Molecular and Cellular Biology ◽

10.1128/mcb.19.7.5061 ◽

1999 ◽

Vol 19 (7) ◽

pp. 5061-5072 ◽

Cited By ~ 75

Author(s):

Mirjana Andjelković ◽

Sauveur-Michel Maira ◽

Peter Cron ◽

Peter J. Parker ◽

Brian A. Hemmings

Keyword(s):

Protein Kinase ◽

Kinase Inhibitors ◽

Protein Kinase B ◽

Second Messengers ◽

Activation Mechanism ◽

Dependent Protein Kinase ◽

Dependent Protein ◽

Phosphoinositide 3 Kinase ◽

Regulatory Sites

ABSTRACT Protein kinase B (PKB or Akt), a downstream effector of phosphoinositide 3-kinase (PI 3-kinase), has been implicated in insulin signaling and cell survival. PKB is regulated by phosphorylation on Thr308 by 3-phosphoinositide-dependent protein kinase 1 (PDK1) and on Ser473 by an unidentified kinase. We have used chimeric molecules of PKB to define different steps in the activation mechanism. A chimera which allows inducible membrane translocation by lipid second messengers that activate in vivo protein kinase C and not PKB was created. Following membrane attachment, the PKB fusion protein was rapidly activated and phosphorylated at the two key regulatory sites, Ser473 and Thr308, in the absence of further cell stimulation.
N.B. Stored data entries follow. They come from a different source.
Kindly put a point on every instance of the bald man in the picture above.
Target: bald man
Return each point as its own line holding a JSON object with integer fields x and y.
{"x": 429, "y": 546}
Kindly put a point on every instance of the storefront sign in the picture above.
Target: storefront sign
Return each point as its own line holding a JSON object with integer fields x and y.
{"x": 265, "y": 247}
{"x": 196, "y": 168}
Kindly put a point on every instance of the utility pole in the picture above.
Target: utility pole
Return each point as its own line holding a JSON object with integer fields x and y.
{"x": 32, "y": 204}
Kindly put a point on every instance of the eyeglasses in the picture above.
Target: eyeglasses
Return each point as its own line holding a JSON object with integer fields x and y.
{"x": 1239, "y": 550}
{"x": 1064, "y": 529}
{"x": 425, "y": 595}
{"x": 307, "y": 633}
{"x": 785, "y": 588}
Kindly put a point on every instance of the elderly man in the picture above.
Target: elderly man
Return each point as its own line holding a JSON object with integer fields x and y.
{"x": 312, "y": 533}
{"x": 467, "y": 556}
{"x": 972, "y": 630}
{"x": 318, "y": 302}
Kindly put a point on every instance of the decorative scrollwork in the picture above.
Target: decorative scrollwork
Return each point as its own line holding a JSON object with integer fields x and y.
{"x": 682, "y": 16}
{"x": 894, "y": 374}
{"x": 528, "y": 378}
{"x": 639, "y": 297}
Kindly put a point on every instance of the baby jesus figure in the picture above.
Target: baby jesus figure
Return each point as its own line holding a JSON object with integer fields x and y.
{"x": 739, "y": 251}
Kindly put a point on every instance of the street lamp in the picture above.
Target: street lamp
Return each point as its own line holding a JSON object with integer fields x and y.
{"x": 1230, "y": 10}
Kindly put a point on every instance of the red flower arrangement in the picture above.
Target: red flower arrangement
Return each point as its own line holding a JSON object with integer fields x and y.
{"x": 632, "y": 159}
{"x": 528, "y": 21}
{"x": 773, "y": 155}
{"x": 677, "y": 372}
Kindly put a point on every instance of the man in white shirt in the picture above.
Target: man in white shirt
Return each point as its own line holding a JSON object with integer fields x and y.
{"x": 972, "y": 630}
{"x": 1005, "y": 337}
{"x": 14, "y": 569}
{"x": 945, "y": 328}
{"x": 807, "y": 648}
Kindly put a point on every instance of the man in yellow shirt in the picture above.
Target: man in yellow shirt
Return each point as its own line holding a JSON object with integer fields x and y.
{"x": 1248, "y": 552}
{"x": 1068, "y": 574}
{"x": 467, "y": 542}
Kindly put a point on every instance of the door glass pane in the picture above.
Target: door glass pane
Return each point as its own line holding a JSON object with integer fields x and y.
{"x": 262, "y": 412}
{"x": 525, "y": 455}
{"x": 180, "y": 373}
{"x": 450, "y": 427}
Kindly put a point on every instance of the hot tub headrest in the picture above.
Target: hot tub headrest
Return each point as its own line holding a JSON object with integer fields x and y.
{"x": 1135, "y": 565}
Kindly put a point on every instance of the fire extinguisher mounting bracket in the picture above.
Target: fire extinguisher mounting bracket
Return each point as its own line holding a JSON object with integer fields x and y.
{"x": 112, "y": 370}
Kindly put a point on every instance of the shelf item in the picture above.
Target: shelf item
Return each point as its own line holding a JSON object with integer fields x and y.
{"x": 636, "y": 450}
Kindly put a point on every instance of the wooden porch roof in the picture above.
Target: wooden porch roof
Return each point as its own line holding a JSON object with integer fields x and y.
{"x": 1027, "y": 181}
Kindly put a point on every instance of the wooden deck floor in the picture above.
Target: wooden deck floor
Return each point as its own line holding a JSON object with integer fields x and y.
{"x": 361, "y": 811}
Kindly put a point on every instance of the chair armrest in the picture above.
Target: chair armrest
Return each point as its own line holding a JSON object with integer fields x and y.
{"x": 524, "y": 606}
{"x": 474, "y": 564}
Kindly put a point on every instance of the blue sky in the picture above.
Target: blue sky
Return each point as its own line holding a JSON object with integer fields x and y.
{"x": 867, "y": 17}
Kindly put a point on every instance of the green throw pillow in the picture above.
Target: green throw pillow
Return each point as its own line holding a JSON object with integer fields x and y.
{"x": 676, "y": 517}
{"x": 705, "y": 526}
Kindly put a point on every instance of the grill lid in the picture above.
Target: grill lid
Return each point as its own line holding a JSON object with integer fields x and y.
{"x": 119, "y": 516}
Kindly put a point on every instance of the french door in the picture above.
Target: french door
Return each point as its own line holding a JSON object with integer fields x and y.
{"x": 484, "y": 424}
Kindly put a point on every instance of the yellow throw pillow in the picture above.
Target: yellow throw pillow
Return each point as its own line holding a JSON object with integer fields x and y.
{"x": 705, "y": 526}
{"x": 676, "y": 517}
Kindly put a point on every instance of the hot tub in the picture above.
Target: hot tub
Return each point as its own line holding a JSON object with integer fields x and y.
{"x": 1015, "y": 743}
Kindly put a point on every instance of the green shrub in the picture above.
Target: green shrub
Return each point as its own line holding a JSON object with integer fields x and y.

This finding indicated that both PDK1 and the Ser473 kinase may be localized at the membrane of unstimulated cells, which was confirmed for PDK1 by immunofluorescence studies. Significantly, PI 3-kinase inhibitors prevent the phosphorylation of both regulatory sites of the membrane-targeted PKB chimera. Furthermore, we show that PKB activated at the membrane was rapidly dephosphorylated following inhibition of PI 3-kinase, with Ser473 being a better substrate for protein phosphatase. Overall, the results demonstrate that PKB is stringently regulated by signaling pathways that control both phosphorylation/activation and dephosphorylation/inactivation of this pivotal protein kinase.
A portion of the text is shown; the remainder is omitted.